We have been campaigning for the restoration of the Joint Electorate System for these very reasons. The non-Muslim citizens have proved that they do not want the Separate Electorates by very effectively boycotting the first two phases of the on-going Union Council elections. Surprisingly, the Chief Executive does not seem to have been made aware of this situation by his advisors nor his intelligence agencies. Let me recall a fact of history of our country for the General. It has always been the advisors and intelligence agencies that have brought about the downfall of almost all our Governments right from 1947 till today by feeding incorrect information or by hiding facts. Please talk to us, General, who feel the pain and whose hearts bleed seeing our homeland fast heading towards self-destruction through the hands of the bigoted extremists who were against the creation of Pakistan in the first place.

Having said this let me state that in India the extremist Hindu is targeting the Christians mainly. In my opinion the reason for the rise of extremism there is because of the failure of the secular parties, especially the Congress. In-fighting within these parties divided them and smaller parties by joining hands managed to form Federal Governments for the past few years. The Hindu extremists parties were and are still needed by these groups to maintain a majority. This rise to power activated the Hindu extremists though the scale is very, very limited as is the target group. I also believe this situation will not last and we can already see things improving in India.

Q. How would you compare the state of religious tolerance and equality of opportunity between India and Pakistan?

With deep regret I have to admit that there is no comparison. India is a proven secular country and the state of religious tolerance and equality is far better than that of Pakistan.

Q. What in your opinion is the future of Pakistan as a State?

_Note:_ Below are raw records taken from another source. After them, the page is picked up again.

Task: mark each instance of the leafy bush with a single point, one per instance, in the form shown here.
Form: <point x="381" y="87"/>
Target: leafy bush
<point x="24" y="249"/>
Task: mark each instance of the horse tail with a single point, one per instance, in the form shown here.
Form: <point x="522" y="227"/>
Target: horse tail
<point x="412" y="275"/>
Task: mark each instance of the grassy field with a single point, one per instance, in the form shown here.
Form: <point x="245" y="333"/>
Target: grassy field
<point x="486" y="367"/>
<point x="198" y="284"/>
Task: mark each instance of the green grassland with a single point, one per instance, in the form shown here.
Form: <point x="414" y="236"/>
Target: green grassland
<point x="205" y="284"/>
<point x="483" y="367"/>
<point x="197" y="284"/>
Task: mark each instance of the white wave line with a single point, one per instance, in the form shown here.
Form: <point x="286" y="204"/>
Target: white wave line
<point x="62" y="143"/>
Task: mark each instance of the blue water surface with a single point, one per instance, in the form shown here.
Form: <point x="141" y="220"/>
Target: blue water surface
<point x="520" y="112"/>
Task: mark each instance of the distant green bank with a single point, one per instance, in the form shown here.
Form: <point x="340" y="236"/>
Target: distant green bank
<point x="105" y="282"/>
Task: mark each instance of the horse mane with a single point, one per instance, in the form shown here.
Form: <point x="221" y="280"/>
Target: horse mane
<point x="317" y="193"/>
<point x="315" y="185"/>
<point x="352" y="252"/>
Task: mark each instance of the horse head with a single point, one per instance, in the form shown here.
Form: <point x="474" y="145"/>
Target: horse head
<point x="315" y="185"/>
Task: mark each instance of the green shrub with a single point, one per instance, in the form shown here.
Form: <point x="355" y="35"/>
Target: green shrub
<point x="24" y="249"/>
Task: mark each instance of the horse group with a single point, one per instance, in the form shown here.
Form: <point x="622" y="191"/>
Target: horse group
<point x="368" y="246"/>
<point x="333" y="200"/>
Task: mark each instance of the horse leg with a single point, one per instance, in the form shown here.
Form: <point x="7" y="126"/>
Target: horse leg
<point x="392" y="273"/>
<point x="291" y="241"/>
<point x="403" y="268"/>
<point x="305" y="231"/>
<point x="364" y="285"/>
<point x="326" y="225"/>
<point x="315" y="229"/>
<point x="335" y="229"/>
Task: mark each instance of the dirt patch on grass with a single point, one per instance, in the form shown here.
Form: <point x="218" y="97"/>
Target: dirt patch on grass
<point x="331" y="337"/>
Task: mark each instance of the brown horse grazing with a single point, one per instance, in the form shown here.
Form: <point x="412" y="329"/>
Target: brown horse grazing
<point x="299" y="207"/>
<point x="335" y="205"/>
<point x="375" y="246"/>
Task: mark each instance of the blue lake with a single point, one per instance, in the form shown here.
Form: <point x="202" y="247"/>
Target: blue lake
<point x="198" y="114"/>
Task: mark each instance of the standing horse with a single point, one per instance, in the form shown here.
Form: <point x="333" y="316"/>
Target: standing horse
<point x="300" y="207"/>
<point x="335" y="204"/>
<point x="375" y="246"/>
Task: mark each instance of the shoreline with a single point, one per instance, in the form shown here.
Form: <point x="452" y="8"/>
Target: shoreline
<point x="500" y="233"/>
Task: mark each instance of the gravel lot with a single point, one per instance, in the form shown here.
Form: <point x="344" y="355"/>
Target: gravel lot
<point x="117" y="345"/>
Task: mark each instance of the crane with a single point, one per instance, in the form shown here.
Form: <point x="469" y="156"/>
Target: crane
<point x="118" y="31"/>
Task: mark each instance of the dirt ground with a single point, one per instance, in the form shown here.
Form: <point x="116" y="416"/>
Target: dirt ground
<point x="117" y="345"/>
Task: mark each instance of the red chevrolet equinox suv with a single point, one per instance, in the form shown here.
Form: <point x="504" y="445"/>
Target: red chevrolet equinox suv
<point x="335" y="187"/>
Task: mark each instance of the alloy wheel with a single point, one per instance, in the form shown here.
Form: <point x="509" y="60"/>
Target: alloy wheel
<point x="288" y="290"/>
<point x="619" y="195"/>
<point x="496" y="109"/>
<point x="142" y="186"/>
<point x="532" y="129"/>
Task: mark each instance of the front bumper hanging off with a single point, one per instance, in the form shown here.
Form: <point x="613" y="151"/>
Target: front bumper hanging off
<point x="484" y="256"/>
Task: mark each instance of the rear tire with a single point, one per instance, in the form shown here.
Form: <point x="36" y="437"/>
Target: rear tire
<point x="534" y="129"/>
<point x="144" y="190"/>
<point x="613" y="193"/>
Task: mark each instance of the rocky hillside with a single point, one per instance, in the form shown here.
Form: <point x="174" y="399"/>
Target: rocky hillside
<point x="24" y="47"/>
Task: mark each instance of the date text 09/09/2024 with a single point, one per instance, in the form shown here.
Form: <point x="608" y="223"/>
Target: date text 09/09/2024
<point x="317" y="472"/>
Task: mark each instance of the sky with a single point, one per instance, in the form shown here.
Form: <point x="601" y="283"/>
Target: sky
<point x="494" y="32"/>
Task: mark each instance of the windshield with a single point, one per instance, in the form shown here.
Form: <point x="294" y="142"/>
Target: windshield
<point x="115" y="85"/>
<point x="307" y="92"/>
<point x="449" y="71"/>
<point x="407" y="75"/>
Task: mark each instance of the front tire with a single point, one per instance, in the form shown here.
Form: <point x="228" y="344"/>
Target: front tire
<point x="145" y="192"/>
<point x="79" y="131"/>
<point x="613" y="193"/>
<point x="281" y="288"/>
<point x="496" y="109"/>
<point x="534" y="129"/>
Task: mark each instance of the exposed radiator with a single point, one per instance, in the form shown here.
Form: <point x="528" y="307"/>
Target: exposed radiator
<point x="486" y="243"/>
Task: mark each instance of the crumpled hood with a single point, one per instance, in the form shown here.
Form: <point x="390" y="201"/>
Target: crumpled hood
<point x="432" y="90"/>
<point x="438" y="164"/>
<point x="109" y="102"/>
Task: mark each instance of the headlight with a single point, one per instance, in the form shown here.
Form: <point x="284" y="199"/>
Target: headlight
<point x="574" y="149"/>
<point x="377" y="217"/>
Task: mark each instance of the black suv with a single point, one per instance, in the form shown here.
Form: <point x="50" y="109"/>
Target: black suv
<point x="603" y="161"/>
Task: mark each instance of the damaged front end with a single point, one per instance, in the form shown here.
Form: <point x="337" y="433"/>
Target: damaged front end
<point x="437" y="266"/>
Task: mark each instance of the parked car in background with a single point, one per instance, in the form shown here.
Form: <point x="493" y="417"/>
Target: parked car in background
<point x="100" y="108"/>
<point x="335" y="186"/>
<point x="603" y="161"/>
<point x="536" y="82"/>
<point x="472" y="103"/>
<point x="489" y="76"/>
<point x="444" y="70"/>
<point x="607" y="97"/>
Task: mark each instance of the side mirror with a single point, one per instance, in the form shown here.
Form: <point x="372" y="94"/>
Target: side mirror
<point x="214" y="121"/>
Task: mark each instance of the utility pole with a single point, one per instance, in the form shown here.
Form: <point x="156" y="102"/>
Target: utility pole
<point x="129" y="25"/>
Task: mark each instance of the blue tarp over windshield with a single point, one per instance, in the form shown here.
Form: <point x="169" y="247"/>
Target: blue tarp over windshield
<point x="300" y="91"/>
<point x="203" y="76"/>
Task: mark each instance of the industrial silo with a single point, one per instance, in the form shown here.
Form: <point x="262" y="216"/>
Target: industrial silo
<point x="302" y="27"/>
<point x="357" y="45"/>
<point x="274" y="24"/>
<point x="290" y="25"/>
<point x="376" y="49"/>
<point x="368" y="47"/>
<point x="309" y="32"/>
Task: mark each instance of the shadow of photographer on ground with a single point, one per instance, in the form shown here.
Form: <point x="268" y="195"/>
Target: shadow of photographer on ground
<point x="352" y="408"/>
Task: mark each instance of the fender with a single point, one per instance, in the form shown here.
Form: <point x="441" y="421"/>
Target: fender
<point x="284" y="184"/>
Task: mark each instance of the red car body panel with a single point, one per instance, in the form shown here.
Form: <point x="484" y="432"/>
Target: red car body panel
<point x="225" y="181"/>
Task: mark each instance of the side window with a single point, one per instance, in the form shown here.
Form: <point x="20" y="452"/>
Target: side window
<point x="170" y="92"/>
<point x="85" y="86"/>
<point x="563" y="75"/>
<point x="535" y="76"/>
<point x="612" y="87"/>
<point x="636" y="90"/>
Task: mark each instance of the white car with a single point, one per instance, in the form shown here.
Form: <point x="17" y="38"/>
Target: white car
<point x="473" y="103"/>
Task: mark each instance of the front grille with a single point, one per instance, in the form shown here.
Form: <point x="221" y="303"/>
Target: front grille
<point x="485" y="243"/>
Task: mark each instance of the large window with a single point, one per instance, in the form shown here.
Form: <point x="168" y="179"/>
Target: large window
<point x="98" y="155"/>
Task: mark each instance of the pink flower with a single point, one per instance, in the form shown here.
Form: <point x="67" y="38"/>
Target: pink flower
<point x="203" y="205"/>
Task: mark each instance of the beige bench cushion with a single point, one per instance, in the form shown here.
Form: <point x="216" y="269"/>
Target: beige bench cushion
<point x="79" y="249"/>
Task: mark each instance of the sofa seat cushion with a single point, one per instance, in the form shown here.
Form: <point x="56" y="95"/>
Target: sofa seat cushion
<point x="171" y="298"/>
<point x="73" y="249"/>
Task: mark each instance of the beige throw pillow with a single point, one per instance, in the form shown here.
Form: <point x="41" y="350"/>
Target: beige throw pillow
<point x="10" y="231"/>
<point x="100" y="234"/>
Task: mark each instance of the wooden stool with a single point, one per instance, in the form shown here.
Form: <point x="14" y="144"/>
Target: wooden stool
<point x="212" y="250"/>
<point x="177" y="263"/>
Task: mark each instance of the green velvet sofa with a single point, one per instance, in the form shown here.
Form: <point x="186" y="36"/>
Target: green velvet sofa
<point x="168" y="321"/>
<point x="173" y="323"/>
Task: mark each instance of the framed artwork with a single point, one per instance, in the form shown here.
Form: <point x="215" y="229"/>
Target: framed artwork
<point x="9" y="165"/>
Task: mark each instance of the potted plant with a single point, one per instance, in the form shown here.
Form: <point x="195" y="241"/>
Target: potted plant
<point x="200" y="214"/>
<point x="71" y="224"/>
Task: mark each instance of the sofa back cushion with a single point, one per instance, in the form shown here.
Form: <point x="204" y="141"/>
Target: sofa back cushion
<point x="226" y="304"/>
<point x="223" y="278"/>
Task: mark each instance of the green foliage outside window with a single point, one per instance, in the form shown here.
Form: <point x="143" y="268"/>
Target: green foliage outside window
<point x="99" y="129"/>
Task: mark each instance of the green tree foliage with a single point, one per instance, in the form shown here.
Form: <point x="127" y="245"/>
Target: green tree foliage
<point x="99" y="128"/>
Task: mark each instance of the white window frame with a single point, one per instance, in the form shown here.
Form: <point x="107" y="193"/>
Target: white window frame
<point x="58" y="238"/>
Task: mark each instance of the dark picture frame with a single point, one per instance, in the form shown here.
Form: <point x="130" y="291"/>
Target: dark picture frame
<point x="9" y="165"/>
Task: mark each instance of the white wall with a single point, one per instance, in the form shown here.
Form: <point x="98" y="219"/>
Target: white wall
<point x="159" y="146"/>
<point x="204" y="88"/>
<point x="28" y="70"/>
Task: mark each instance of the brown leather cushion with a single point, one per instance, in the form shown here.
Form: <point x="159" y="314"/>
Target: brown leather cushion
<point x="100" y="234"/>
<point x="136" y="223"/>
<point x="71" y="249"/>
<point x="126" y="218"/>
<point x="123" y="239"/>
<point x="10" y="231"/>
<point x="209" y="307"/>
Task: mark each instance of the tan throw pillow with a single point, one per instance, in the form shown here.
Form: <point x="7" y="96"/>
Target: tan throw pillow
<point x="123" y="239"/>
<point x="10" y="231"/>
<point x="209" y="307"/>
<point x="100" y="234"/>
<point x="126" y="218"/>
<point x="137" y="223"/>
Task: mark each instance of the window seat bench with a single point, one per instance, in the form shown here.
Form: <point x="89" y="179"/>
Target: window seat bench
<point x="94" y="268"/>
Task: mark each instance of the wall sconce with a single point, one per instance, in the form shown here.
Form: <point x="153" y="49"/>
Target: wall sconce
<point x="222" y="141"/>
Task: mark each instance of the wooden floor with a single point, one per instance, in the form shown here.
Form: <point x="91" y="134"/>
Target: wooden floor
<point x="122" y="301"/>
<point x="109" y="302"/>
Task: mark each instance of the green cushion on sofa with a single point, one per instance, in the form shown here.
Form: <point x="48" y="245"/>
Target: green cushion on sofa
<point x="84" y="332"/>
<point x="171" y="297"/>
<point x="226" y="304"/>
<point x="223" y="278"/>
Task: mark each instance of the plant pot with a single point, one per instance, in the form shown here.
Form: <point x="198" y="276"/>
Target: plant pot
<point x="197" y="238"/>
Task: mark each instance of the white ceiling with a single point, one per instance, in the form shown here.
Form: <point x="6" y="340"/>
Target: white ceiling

If this government allows the present state of gross sectarianism to continue we are doomed as a nation. We must all understand that if Pakistan exists we exist and we must, therefore, shun all our differences, especially religious, unite without any bias to caste, colour or creed under our glorious flag and hand-in-hand march forward. The government must put a complete ban on all sectarian political parties and restore the Joint Electorate System immediately. Let us all be only and only be Pakistanis, first and last as directed by the Quaid in his address to the first Constituency Assembly on 11th August 1947.